У Рукодельницы в ведёрке пятаки!

Когда Рукодельница пришла домой и рассказала всё, что с ней было, нянюшка очень дивовалась, а потом примолвила:

— Вот видишь ты, Ленивица, что люди за рукоделье получают. Поди-ка к старичку да послужи ему, поработай: в комнате у него прибирай, на кухне готовь, платье чини да бельё штопай, так и ты горсть пятачков заработаешь, а оно будет кстати: у нас к празднику денег мало.
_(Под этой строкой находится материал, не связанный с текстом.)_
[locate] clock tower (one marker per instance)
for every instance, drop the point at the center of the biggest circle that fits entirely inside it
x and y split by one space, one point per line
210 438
Ленивице очень не по вкусу было идти к старику работать. Но пятачки ей получить хотелось и бриллиантовую булавочку тоже.

Вот, по примеру Рукодельницы, Ленивица пошла к колодцу, схватилась за верёвку, да и бух прямо ко дну.

Смотрит: и перед ней печка, а в печке сидит пирожок такой румяный, поджаристый; сидит, поглядывает да приговаривает:

— Я совсем готов, подрумянился, сахаром да изюмом обжарился; кто меня возьмёт, тот со мной и пойдёт!

А Ленивица ему в ответ:

— Да, как же не так! Мне себя утомлять, лопатку поднимать да в печку тянуться; захочешь, сам выскочишь.

Ленивица прошла мимо печки

Идёт она далее, перед нею сад, а в саду стоит дерево, а на дереве золотые яблочки; яблочки листьями шевелят да промеж себя говорят:

— Мы, яблочки, наливные, созрелые; корнем дерева питаемся, студёной росой обмываемся; кто нас с дерева стрясёт, тот нас себе и возьмёт.

— Да, как бы не так! — отвечала Ленивица, — мне себя утомлять, ручки подымать, за сучья тянуть, успею набрать, как сами попадают!

Ленивица идет мимо яблони

И прошла Ленивица мимо их. Вот дошла она до Мороза Ивановича. Старик по-прежнему сидел на ледяной скамеечке да снежные комочки покусывал.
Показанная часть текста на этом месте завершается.